Huskies fail to run the ball, or stop the run, in deflating loss to Michigan

UPDATED: Sat., Sept. 11, 2021

Michigan wide receiver Cornelius Johnson (6) rushes away from Washington defensive back Kyler Gordon, right, in the first quarter of the Huskies’ 31-10 loss in Ann Arbor, Mich., Saturday.  (Associated Press)
Michigan wide receiver Cornelius Johnson (6) rushes away from Washington defensive back Kyler Gordon, right, in the first quarter of the Huskies’ 31-10 loss in Ann Arbor, Mich., Saturday. (Associated Press)
By Mike Vorel Seattle Times

ANN ARBOR, Mich. – Jackson Sirmon said Washington would stop the run.

Seriously, he did. He wasn’t smiling when he said it. But he’s far from the only Husky who hasn’t kept his word.

On Wednesday, Sirmon – a 6-foot-3, 235-pound inside linebacker – sat at a table with a microphone inside the Husky Stadium tunnel, with a bandage wrapped around his right elbow.

“We’re going to stop the run,” he said, when asked for Washington’s defensive focus on the road at Michigan. “They want to run the ball, and we’re going to stop the run. We’re excited to do that.”

Likewise, Michigan was excited to rush for 343 yards and four touchdowns on 6.4 yards per carry in a 31-10 win on Saturday night. Following a converted fake punt early in the second quarter, Blake Corum was excited to bound untouched up the gut for a 67-yard score – raising a celebratory peace sign as trailing safety Kamren Fabiculanan rapidly faded.
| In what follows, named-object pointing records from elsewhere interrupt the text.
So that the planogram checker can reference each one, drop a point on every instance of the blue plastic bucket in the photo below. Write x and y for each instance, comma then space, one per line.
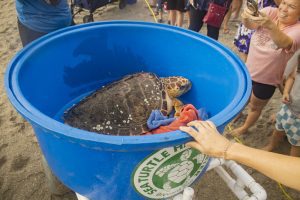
53, 72
131, 1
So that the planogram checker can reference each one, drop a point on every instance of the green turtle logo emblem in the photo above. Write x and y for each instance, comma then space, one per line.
168, 171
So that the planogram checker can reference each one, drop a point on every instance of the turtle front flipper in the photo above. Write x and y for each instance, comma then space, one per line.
178, 105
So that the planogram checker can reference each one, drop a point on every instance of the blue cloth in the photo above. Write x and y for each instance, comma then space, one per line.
43, 17
157, 119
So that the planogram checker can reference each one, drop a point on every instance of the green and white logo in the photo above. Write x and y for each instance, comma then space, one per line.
168, 171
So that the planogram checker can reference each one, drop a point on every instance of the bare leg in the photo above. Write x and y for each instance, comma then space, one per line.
225, 22
172, 14
179, 18
243, 56
237, 10
256, 106
295, 151
276, 138
188, 18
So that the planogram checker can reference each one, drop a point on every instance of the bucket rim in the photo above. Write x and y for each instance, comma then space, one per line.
38, 118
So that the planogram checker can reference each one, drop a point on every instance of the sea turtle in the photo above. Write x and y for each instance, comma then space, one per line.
123, 107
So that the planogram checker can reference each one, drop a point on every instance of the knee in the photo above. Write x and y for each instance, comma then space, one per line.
255, 108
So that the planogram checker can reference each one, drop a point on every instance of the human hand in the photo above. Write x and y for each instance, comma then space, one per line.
286, 98
262, 20
207, 138
192, 2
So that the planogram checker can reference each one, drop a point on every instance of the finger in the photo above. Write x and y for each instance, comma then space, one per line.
211, 124
195, 123
198, 125
194, 145
189, 130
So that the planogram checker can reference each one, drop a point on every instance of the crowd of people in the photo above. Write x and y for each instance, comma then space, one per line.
267, 41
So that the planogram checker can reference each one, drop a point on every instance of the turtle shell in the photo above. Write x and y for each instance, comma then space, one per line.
120, 108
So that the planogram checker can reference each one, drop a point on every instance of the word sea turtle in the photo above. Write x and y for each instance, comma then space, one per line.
123, 107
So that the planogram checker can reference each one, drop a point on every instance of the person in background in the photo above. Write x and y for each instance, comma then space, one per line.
234, 18
176, 10
288, 118
282, 168
276, 39
243, 35
39, 17
198, 10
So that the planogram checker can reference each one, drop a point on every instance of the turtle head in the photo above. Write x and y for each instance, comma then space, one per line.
176, 85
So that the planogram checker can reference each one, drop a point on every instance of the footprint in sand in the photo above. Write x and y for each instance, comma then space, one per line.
19, 163
3, 160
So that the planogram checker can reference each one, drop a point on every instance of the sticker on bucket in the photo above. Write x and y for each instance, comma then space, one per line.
168, 171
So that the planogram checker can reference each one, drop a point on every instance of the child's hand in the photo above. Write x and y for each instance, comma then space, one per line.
286, 98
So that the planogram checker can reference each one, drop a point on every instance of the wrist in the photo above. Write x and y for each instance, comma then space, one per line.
227, 149
230, 153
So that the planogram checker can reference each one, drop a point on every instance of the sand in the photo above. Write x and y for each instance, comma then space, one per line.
21, 173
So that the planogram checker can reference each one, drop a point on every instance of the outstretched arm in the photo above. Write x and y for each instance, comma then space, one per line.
281, 39
282, 168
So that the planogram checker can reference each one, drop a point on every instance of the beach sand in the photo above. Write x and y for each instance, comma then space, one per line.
21, 172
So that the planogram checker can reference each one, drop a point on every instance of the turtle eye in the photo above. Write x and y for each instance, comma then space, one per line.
182, 87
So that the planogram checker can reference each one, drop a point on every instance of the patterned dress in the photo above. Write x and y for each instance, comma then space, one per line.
243, 35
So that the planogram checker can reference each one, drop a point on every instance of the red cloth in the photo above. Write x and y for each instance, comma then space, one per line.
187, 114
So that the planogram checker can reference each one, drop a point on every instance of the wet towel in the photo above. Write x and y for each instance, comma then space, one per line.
188, 113
157, 119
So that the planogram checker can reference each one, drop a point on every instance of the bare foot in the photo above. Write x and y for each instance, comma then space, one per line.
268, 147
238, 131
238, 117
226, 30
272, 118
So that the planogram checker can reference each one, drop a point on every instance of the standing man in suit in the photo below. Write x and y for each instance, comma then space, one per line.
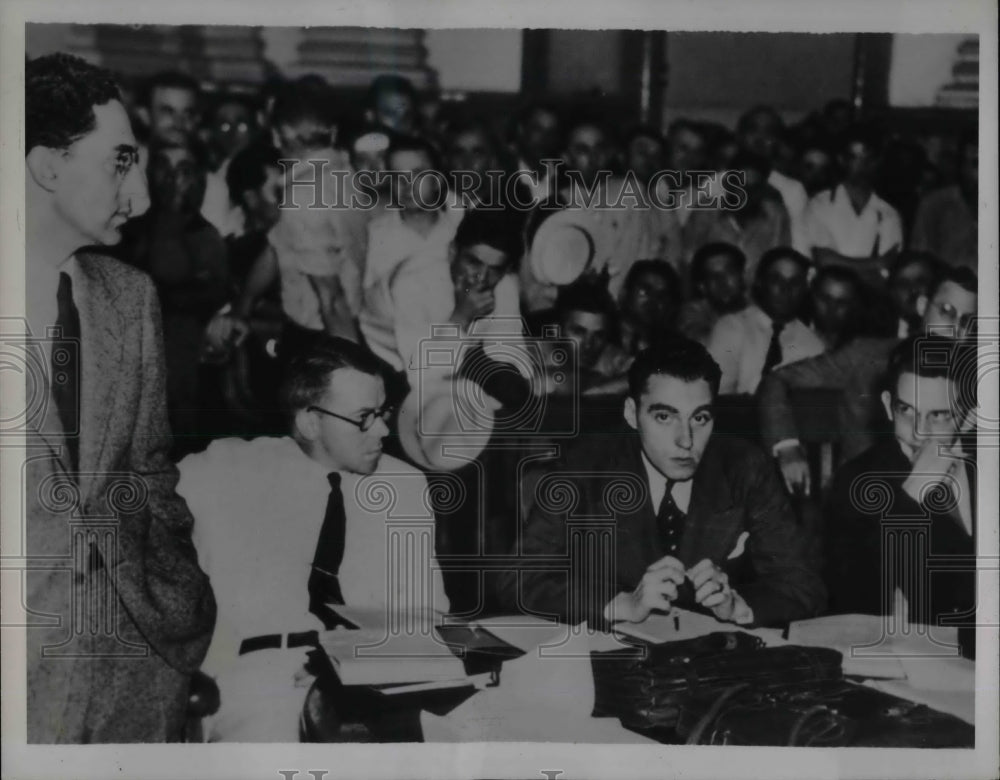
916, 486
97, 454
696, 521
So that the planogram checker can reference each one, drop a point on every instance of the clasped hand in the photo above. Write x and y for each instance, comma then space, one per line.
659, 587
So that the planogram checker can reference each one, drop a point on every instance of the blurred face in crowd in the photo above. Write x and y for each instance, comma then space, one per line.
815, 170
674, 421
782, 290
176, 180
368, 152
859, 162
95, 184
299, 139
233, 127
415, 192
760, 135
335, 443
686, 150
395, 110
261, 205
950, 310
755, 186
645, 156
836, 306
477, 268
590, 331
471, 150
907, 287
648, 299
921, 408
539, 136
173, 115
723, 285
968, 171
587, 151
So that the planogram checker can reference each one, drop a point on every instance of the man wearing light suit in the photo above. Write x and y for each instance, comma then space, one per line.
122, 612
689, 519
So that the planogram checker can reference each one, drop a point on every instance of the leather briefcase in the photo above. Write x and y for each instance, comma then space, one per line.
647, 689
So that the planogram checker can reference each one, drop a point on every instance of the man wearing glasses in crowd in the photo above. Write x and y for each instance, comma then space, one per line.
284, 529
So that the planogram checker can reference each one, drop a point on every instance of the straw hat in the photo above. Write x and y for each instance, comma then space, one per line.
567, 243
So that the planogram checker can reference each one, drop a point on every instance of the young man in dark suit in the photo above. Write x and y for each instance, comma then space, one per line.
902, 514
664, 513
111, 564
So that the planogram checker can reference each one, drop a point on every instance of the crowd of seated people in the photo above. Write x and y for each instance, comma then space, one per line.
305, 299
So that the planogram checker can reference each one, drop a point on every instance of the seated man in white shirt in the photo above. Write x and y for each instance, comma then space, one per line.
471, 289
286, 526
750, 343
849, 224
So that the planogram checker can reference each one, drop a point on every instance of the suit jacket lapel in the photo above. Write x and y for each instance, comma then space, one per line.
714, 522
102, 345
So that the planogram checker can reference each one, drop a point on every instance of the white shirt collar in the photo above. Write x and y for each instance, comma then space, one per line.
680, 491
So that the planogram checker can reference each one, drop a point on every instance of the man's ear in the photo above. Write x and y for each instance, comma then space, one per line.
887, 403
306, 425
630, 413
42, 163
144, 116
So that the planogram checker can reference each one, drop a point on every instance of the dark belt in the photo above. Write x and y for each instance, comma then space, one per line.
277, 641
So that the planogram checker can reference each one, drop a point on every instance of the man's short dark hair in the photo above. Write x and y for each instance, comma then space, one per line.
390, 82
302, 101
706, 251
584, 295
746, 160
413, 143
248, 168
745, 120
772, 256
307, 373
837, 273
167, 80
678, 357
933, 357
661, 268
909, 257
496, 228
60, 92
961, 275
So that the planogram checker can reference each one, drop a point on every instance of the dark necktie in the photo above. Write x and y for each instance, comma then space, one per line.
773, 356
670, 521
324, 582
66, 368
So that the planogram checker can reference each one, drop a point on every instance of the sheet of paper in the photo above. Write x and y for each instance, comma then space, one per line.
961, 704
681, 624
523, 631
371, 657
877, 646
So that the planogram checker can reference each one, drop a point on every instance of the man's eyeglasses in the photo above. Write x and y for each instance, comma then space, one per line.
367, 419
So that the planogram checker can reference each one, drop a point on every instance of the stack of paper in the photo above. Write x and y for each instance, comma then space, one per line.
370, 657
681, 624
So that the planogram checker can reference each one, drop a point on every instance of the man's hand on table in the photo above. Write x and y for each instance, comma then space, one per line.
658, 590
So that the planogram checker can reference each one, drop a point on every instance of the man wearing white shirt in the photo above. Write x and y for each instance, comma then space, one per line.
750, 343
672, 515
849, 224
758, 130
927, 473
472, 286
288, 525
98, 425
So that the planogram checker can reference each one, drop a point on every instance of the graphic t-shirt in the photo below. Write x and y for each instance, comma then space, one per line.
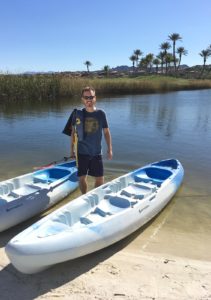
94, 123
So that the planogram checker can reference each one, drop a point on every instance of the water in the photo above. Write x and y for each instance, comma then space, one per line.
144, 129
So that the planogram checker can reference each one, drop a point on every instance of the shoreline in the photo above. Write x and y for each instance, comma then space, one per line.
111, 274
54, 87
142, 266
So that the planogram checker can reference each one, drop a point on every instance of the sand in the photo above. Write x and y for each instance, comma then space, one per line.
163, 260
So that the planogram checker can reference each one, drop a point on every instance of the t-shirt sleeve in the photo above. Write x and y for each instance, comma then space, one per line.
104, 120
70, 122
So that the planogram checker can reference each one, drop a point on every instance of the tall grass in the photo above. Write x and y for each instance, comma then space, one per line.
45, 87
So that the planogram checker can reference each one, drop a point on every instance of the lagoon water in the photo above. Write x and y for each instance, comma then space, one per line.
145, 128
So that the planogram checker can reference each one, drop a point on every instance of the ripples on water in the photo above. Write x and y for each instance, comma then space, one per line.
144, 129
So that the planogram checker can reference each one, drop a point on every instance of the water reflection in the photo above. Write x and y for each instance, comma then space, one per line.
144, 128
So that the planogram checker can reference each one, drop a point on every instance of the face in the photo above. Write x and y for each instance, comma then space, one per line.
89, 99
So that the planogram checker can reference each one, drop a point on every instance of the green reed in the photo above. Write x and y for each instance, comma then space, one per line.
47, 87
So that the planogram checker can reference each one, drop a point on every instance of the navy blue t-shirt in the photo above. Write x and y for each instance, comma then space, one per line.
94, 123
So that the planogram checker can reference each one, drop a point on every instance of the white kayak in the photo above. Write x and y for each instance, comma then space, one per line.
27, 195
100, 218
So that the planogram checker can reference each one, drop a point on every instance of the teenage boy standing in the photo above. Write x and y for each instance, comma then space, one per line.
89, 149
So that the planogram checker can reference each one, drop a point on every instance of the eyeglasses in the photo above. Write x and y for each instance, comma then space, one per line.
88, 97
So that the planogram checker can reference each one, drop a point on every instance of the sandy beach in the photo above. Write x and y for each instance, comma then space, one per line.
163, 260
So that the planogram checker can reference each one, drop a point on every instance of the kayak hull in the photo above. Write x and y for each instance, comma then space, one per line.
98, 219
25, 196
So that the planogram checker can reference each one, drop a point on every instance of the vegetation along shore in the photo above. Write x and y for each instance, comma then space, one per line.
148, 74
50, 87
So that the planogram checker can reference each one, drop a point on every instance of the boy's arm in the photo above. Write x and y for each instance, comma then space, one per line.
72, 139
107, 136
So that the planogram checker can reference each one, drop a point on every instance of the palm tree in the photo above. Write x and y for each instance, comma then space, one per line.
169, 59
137, 53
88, 64
106, 70
181, 51
149, 58
161, 56
143, 64
205, 54
174, 37
133, 59
156, 62
165, 46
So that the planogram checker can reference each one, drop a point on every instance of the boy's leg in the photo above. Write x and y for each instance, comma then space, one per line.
83, 184
99, 181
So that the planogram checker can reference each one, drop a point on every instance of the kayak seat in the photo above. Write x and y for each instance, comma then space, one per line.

The Wolverines were excited to open the second half with eight consecutive runs in a soul-stomping 73-yard touchdown march. Corum was excited to rush for a career-best 171 yards, 8.1 yards per carry and three touchdowns on the day, while Hassan Haskins added 155 yards and a touchdown.

Indeed, the rushing game was Washington’s biggest problem in ‘The Big House’ on Saturday night.

But not just Michigan’s running game.

Before the undeniably embarrassing 13-7 loss to FCS Montana last weekend, Husky head coach Jimmy Lake was asked to highlight his team’s greatest strength.

“The first thing is our offensive line,” Lake said. “We are extremely veteran, talented and deep – very deep – on our offensive line. I would say that is a definite strength of ours.”

Against Montana, that line leaked like the hull of the Titanic – allowing for 65 rushing yards and 2.4 yards per carry. Against Michigan, the incompetence only compounded – as the Huskies rushed for 15 yards and 0.8 yards per carry in an atrocious first half, before finishing with 50 yards and 1.6 yards per rush.

“We’ve got to run the ball better,” Lake said after the Montana loss. “We’ve got to protect our quarterback better and put more points on the board.”

They certainly do.

And they certainly didn’t.

Outside of UW’s inability to run the ball, quarterback Dylan Morris was also sacked three times – 2.5 of them by standout defensive end Aidan Hutchinson. Morris completed 20 of 37 passes for 293 yards and a touchdown, but the Husky offense failed to score on its seven first-half drives (extending a streak of 19 consecutive empty drives across its previous seven quarters). That drought mercifully ended with a 28-yard Peyton Henry field goal with 5:54 left in the third quarter, before Morris added a 22-yard floater to Terrell Bynum with 12:04 left in the fourth.

But the damage, in every sense, was already done. Washington fell to 0-2 for the first time since 2008 … when the Huskies finished 0-12 in Tyrone Willingham’s dreadfully forgettable final season in Seattle.

In the third quarter on Saturday, a crowd of more than 100,000 maize-clad fans belted out a spirited rendition of The Killers’ classic anthem, “Mr. Brightside.”

But, no matter what anyone says: Along the lines, at least, there’s no bright side here.